By Israel Drazin

 

Let’s examine one High Holiday prayer: Unetaneh Tokef.

Rabbis and Jews frequently invented stories to help people understand the meaning of some prayers. Rather than analyzing the depth of prayers, which could alienate people who do not want to undertake this exercise and frustrate others who would not be able to understand the underlying reason of the prayer, the story teaches a simple moral lesson that could be understood easily. One of the most moving poem/prayers of Rosh Hashanah and Yom Kippur, Unetaneh Tokef, is a good example. The name can be defined as “And let us recognize the power (of this day’s holiness).” The legend states that the poem was composed by a rabbi who suffered martyrdom. The legend seems to teach that during the holy days, Jews should devote themselves to the important lessons of Judaism even to the extent of willing to martyr themselves for the sake of Judaism.

The problem with this teaching is that it doesn’t always make sense to give up one’s life for Judaism. Some scholars say[1] that when Maimonides and his family lived in Morocco and were told either become Muslims or die, he and his family adopted Muslim manners outside his home while being a Jew at home. They did so until they were able to escape to Israel and then to Egypt where they finally settled.

There are also difficulties in the ideology and theology of the poem. There is a seeming contradiction between the poem saying that a person’s fate is sealed on Yom Kippur, while it later says that “repentance, prayer, and charity avert the evil decree.” Another problem with this statement is that experience has shown that this is simply untrue. Additionally, the primary image of the prayer/poem is God possessing tablets or scrolls in which he inscribes the deeds and destinies of human beings. This notion predates Israel. The people of ancient Mesopotamia held the identical idea. This image of God is somewhat disturbing. Do we want to portray God anthropomorphically, like a forgetful king who needs to write himself post-um notes to prompt him to remember to act? Another central idea of the poem is that God is involved in producing evil. Is he responsible for the holocaust? Did he cause men and women to have cancer? Still another disturbing picture in the poem is people passing passively before God like ignorant unthinking sheep, a view that is antithetical to the heroism of Abraham who argued with God to save Sodom and Gomorrah.

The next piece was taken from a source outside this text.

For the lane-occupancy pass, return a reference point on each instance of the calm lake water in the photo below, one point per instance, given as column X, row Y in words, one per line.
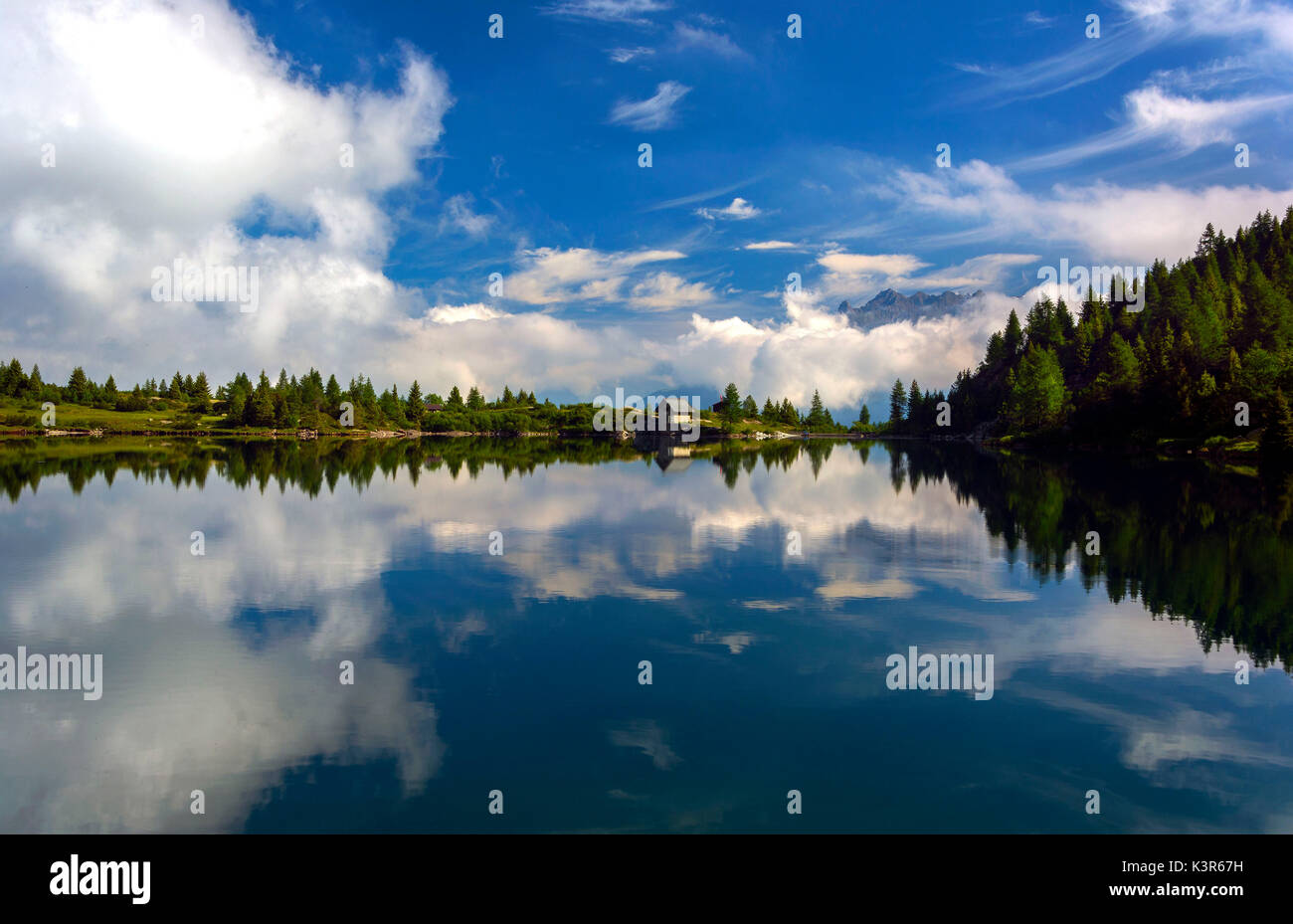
column 520, row 672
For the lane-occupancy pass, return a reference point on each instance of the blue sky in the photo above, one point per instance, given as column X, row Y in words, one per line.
column 520, row 155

However, these images can and should be understood metaphorically. The poem is telling  readers that this is a time to wake up, take notice, see the fragility of life, consider how judgments are formed and sealed, change, abandon despair and apathy, set goals, challenge and take control of fate and destiny, reject the notion that we are helpless before nature and God, and reshape our character.

Victor Frankl, who survived years in a Nazi concentration camp, understood this when he wrote: “Human freedom is not freedom from conditions, but freedom to take a stand toward the condition.”

 



[1]       Maimonides by Yellin, Abrahams, and Dienstag, especially page 34.